Tout a-t-il été dit sur l’antisémitisme ? A peu près, et avec une acuité de plus en plus saillante, hormis un seul point. Qu’on le nomme antijudaïsme, antisionisme, haine des juifs, ou selon tout autre syntagme, l’antisémitisme demeure en partie un mystère insondable.
Il possède mille facettes répugnantes, cumulatives chez certains ; il n’épargne ni des femmes, ni des hommes ni des enfants qui ignorent tout de la judéité prise dans ses acceptions religieuse, philosophique, politique ou autre. Partout, l’antisémitisme est laideur.
D’où vient que pour satisfaire cette obsession muette ou virulente, des personnes deviennent capables, nous le voyons de plus en plus fréquemment, de prendre des risques déraisonnables voire insensés, au mépris et au péril de leur carrière professionnelle ou artistique ?
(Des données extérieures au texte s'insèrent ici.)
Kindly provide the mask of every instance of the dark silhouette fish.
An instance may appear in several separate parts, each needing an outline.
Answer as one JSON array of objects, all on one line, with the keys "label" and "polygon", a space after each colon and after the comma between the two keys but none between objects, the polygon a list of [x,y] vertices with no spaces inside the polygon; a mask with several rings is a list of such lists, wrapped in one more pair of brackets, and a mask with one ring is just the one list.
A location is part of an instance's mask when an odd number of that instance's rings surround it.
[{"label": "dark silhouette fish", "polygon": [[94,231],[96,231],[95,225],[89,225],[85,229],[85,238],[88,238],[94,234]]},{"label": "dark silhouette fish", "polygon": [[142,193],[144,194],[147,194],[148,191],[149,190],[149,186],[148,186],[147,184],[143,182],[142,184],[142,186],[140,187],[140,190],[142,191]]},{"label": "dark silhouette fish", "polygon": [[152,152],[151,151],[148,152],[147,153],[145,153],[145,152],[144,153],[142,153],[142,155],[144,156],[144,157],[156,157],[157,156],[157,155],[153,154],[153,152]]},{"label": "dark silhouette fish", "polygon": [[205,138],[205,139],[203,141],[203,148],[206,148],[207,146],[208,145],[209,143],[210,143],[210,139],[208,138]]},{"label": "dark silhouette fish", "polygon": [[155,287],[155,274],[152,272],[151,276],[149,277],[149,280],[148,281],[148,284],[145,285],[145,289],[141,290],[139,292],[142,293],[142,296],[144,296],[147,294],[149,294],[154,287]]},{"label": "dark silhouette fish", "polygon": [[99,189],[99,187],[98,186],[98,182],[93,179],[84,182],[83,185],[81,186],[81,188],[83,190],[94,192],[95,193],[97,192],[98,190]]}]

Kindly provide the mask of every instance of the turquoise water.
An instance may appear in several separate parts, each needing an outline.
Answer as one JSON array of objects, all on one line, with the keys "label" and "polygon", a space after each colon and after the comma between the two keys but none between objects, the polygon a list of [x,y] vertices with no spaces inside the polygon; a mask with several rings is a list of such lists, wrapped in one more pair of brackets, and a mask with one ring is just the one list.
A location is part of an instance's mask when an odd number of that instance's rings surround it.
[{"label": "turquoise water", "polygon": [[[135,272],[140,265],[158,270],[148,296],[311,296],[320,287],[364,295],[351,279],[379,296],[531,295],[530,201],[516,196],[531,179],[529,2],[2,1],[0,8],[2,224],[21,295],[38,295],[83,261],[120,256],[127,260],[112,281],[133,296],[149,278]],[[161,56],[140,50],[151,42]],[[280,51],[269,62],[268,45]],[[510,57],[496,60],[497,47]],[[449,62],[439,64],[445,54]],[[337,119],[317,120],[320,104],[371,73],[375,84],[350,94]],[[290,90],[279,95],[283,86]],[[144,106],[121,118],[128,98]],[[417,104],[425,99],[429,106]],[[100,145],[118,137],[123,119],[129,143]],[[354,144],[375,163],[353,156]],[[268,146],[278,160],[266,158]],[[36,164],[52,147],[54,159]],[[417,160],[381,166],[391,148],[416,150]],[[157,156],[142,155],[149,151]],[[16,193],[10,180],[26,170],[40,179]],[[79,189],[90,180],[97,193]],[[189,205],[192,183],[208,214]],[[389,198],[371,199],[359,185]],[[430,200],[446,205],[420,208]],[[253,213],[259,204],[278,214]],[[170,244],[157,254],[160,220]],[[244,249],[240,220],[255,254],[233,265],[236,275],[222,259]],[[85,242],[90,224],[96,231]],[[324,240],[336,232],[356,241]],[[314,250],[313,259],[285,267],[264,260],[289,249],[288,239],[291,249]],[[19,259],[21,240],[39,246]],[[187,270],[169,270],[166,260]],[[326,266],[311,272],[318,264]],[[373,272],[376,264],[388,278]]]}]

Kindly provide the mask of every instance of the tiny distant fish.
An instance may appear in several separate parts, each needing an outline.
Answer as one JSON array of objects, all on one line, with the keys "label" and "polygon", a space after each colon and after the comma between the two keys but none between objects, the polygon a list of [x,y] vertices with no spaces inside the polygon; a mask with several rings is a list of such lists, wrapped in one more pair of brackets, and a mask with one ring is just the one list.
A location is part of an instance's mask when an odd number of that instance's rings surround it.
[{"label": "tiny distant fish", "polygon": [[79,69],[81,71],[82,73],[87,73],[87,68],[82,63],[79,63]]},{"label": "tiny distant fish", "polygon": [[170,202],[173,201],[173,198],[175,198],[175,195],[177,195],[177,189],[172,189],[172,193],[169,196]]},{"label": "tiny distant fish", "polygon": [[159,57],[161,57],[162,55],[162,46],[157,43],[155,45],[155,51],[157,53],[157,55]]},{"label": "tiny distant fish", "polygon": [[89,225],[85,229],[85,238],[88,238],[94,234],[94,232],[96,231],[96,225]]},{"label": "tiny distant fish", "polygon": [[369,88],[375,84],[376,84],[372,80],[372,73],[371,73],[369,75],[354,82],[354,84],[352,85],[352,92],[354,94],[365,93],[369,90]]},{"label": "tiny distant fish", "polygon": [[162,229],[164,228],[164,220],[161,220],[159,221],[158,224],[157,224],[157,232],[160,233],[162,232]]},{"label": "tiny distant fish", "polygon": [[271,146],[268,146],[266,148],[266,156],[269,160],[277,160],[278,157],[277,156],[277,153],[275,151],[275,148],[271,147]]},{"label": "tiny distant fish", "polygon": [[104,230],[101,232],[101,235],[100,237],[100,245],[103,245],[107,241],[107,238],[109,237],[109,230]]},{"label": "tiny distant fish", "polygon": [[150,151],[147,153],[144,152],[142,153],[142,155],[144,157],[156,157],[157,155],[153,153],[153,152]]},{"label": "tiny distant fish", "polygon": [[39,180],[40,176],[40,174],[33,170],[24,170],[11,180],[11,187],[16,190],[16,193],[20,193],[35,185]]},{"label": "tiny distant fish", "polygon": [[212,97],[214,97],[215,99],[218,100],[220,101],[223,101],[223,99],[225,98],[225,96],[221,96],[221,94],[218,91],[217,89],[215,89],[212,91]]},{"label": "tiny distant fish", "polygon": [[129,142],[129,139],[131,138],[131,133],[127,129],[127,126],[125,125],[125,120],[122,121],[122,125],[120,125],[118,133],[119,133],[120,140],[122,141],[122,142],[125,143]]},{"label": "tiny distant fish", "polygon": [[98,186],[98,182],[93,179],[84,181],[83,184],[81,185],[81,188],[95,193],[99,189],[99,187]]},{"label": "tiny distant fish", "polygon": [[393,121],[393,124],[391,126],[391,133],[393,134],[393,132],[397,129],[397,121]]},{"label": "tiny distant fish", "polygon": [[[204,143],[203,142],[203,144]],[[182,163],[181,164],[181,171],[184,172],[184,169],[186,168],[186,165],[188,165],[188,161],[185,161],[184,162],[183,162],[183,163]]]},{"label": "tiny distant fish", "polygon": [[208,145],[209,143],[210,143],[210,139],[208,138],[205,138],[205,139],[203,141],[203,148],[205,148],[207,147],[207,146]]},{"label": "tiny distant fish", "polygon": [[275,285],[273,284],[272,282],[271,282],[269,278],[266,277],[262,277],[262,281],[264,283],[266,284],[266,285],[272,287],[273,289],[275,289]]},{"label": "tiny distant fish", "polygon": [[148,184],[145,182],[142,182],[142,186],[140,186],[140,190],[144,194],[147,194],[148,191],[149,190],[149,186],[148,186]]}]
Nombre d’exploits récents tombés dans le domaine public démontrent que l’antisémitisme s’impose chez leurs adeptes comme une passion tournée contre soi, au sens où ce mot est issu du verbe latin pati, qui parmi ses acceptions en français a donné : pâtir.
Avec le concile Vatican II et plus particulièrement la Déclaration Nostra Aetate, l’Eglise a su se débarrasser de ce lourd problème qui pesait sur elle, la parasitant sans jamais en faire une doctrine officielle. Puis l’Episcopat français n’a cessé de prolonger cet effort remarquable.
Antisémitisme reste autant un terme inadéquat – les musulmans peuvent aussi être des sémites – que présent dans les sphères publiques et privées. Il trouve de tout temps des « affaires » pour étaler sa virulence, et chaque événement tragique au Moyen-Orient l’amplifie.
Il peut être suscité par d’autres que les ennemis déclarés des juifs. Prenons garde qu’il ne devienne aujourd’hui, à l’ère des réseaux et comme la calomnie décrite par Beaumarchais dans la tirade de Figaro, « un chorus universel de haine et de proscription. »
Que nous arrive-t-il, quatre-vingts ans après la Shoah, pour nous trouver dans l’obligation de rappeler que des enfants et des adultes juifs ne peuvent, ni ne doivent, être tenus comptables de la terrible hécatombe – y compris bien sûr celle du 7-octobre – qui sévit sous nos yeux ?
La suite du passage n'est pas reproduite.